Berikut merupakan pengujian uji F secara statistik adalah sebagai berikut
Fhitung = R2 / (k-1)
(1-R2) / (n-k)
Keterangan:
R = koefisien determinasi
K = jumlah variabel independen
n = jumlah sampel
` Pada analisis regresi linear berganda, adanya asumsi-asumsi yang sudah ditetapkan,
agar menghasilkan nilai koefisien sebagai penduga yang tidak bias.

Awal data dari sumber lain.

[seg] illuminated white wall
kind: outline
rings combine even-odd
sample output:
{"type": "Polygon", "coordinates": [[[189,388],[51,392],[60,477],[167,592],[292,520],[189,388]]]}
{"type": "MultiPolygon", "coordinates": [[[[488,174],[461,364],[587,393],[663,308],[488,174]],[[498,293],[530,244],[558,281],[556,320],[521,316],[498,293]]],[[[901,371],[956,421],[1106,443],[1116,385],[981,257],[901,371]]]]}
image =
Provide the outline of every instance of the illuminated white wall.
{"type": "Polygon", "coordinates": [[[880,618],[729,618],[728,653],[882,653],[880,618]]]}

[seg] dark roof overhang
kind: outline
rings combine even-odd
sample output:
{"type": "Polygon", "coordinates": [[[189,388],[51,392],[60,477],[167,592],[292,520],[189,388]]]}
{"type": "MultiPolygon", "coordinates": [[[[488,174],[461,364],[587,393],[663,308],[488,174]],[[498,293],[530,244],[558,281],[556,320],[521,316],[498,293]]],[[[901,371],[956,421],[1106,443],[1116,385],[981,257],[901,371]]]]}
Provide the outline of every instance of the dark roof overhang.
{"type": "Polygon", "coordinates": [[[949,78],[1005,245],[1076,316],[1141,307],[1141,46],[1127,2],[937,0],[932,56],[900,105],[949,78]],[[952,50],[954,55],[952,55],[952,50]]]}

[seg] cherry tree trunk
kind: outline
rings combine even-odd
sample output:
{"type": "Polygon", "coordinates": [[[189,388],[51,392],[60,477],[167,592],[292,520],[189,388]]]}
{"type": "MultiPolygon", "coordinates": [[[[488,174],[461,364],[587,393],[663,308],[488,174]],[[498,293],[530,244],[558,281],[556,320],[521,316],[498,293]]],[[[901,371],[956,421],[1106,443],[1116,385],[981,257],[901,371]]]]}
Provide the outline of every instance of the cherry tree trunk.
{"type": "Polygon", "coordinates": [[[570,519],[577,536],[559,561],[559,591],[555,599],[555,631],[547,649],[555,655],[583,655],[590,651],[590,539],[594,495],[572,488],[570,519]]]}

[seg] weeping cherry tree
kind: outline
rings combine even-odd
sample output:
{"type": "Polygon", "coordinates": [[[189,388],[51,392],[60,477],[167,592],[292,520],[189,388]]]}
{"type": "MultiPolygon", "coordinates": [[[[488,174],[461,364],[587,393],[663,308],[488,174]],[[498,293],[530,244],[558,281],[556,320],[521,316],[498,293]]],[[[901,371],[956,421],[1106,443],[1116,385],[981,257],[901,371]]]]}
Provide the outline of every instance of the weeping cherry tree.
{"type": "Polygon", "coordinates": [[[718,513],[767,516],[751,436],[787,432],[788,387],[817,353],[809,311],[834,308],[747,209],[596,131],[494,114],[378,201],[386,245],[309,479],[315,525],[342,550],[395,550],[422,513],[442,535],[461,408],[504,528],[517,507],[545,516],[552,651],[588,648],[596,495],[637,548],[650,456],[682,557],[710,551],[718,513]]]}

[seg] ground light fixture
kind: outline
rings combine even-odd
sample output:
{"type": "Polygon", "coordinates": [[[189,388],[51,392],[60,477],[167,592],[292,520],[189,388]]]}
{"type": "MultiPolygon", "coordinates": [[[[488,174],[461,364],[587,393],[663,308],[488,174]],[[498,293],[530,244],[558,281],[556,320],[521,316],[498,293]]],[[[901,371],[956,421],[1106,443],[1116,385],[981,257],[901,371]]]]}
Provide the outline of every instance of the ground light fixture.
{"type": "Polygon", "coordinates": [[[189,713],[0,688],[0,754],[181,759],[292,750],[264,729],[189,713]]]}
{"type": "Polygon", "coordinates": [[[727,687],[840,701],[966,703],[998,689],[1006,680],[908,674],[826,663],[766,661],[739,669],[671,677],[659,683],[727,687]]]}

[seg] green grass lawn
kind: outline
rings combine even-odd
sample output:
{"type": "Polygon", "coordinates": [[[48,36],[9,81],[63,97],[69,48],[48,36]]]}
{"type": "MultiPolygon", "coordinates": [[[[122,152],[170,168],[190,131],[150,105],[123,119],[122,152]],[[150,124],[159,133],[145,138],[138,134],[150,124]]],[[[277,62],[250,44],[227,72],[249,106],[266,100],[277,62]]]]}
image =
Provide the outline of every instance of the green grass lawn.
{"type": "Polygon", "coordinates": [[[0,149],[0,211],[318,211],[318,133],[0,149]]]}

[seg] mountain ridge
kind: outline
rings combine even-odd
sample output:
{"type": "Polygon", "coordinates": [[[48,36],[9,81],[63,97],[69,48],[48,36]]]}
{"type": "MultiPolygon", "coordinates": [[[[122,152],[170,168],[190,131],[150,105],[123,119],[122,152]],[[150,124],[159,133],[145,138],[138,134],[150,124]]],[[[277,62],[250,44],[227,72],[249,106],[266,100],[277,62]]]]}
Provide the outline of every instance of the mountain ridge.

Berikut merupakan asumsi yang dimaksud:
1. Varibel bebas dan variabel terikat mempunyai hubungan linear
2. Variabel terikat harus berskala interval atau kontinyu
3. Keragaman dari selisih nilai pengamatan dan pendugaan harus sama untuk semua
pendugaan. Bila pada kondisi initidak terpenuhi maka disebut heteroskedastisitas
4. Variabel terikat harus tidak ada hubungan korelasi, Jika pada kondisi ini, variabel
terikat mempunyai korelasi maka disebut autokorelasi
5. Antara variabel bebas satu dengan yang lain tidak ada korelasi yang sempurna, jika
dilanggar maka terjade multikoloniearitas.